Why is Asia's Gadget Mountain an Environmental Disaster?
Jan 20 2017
Asia is famously known as the home of innovative technology and new-fangled gadgetry, and it’s no surprise that the continent has the biggest market for electronics. In fact, almost 50% of all sales in the electronics and appliances industry take place there… but this also means the industry generates an incredible amount of waste.
Now, a new study from the United Nations University has highlighted the environmental and health risks posed by the rising amount of e-waste. Over the last five years, the volume of e-waste generated in East Asia has risen by a staggering 63%, holding grave implications for the health of individuals and the planet as a whole.
A colossal amount of e-waste
The study incorporated 12 countries in the East and South East Asia region – Cambodia, China, Hong Kong, Indonesia, Japan, Malaysia, the Philippines, Singapore, South Korea, Taiwan, Thailand and Vietnam – and found that combined, the nations produced 12.3 million tonnes of e-waste between 2010 and 2015. To put that in perspective, it’s roughly two-and-a-half times the weight of the Great Pyramid of Giza in Egypt.
Where has all this waste come from?
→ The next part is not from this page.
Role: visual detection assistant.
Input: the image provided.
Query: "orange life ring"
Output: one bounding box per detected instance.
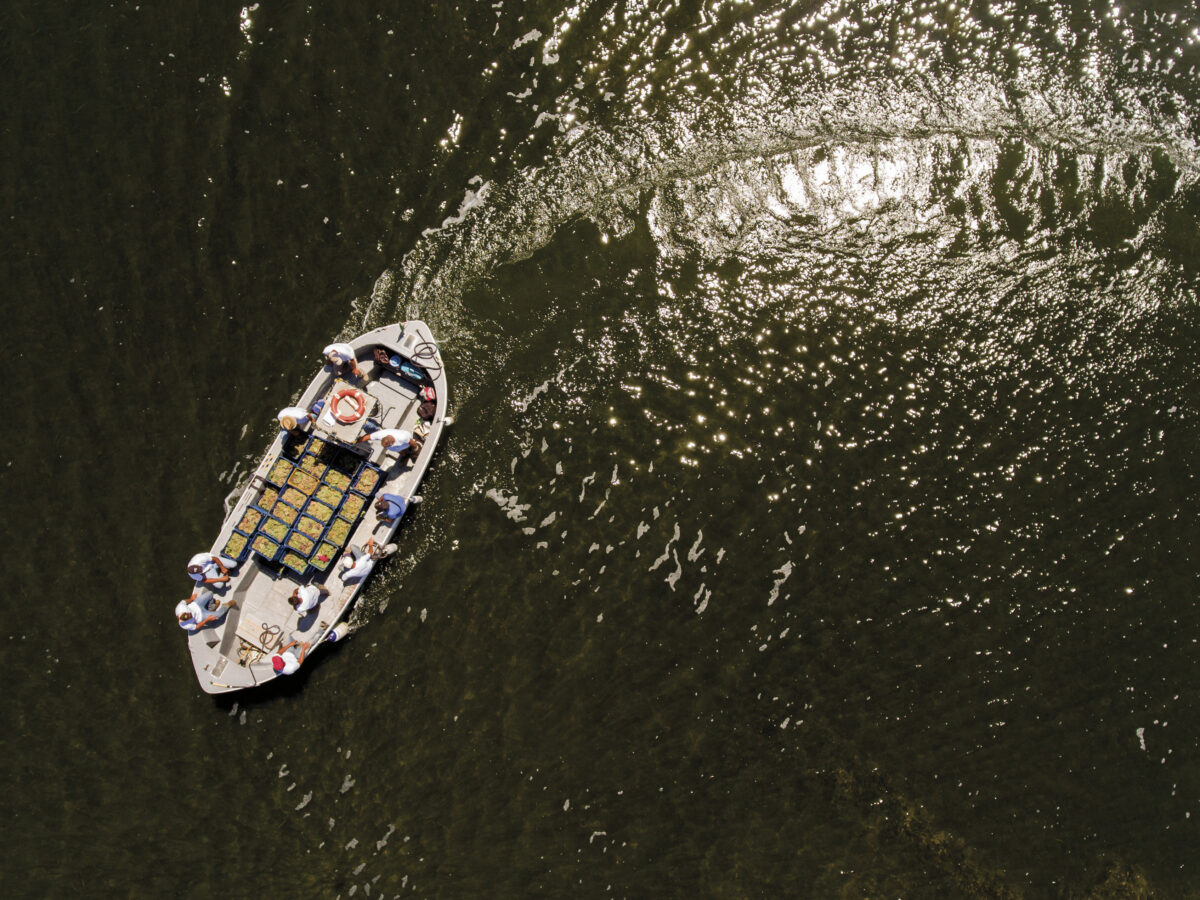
[329,388,367,425]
Well, the study identified four key reasons why the region has devoured so many electronics in the last five years. Firstly, the increased number of gadgets on the market (including Smartphones, tablets, watches, etc.) means that there is much more choice for consumers, while the consumer market itself in Asia is growing thanks to ballooning populations and the rise of the middle class.
What’s more, the fact that new products and updates are coming out all of the time means that old models quickly become obsolete (either due to incompatibility with new systems or just from fashion), generating more waste, while improper e-waste disposal legislation exacerbates matters.
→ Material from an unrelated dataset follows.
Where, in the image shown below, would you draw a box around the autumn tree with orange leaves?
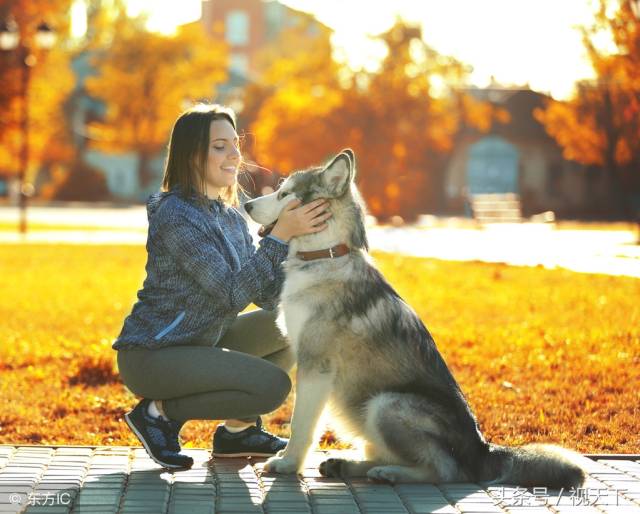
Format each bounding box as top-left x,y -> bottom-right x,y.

An environmental and health disaster waiting to happen
The waste is normally either incinerated or recycled in a crude manner, both of which contribute to environmental and health concerns on a large scale. Amateur recyclers generally attempt to remove precious metals such as gold, silver, copper and palladium via crude acid baths, which in turn releases a whole host of unwanted pollutants into the atmosphere.
“Open burning and acid bath recycling in the informal sector have serious negative impacts on processers’ occupational health,” explained Shunichi Honda, co-author of the study. “In the absence of protective materials such as gloves, glasses, masks, etc., inhalation of and exposure to hazardous chemicals and substances directly affect workers’ health.”
“Associations have been reported between exposure from improper treatment of e-waste and altered thyroid function, reduced lung function, negative birth outcomes, reduced childhood growth, negative mental health outcomes, impaired cognitive development, cytotoxicity and genotoxicity.”
Tighter legislation needed
At present, only Japan, South Korea and Taiwan have adequate procedures in place for the safe disposal of electronics. Some countries do prohibit the import of e-waste and of second-hand electronics – but not many. As such, more comprehensive legislation needs to be introduced, especially in the cases of Cambodia, Indonesia and Thailand, where a framework does not yet exist.
In other industries, such as plastic and rubber, green manufacturing is slowly becoming the norm – of course, the complicated circuitry and advanced technology involved in electronics would make a similar approach nigh-on impossible.
In the face of that, the only responsible course of action is to ensure that e-waste is properly disposed of – and that will only arrive with the appropriate legislation.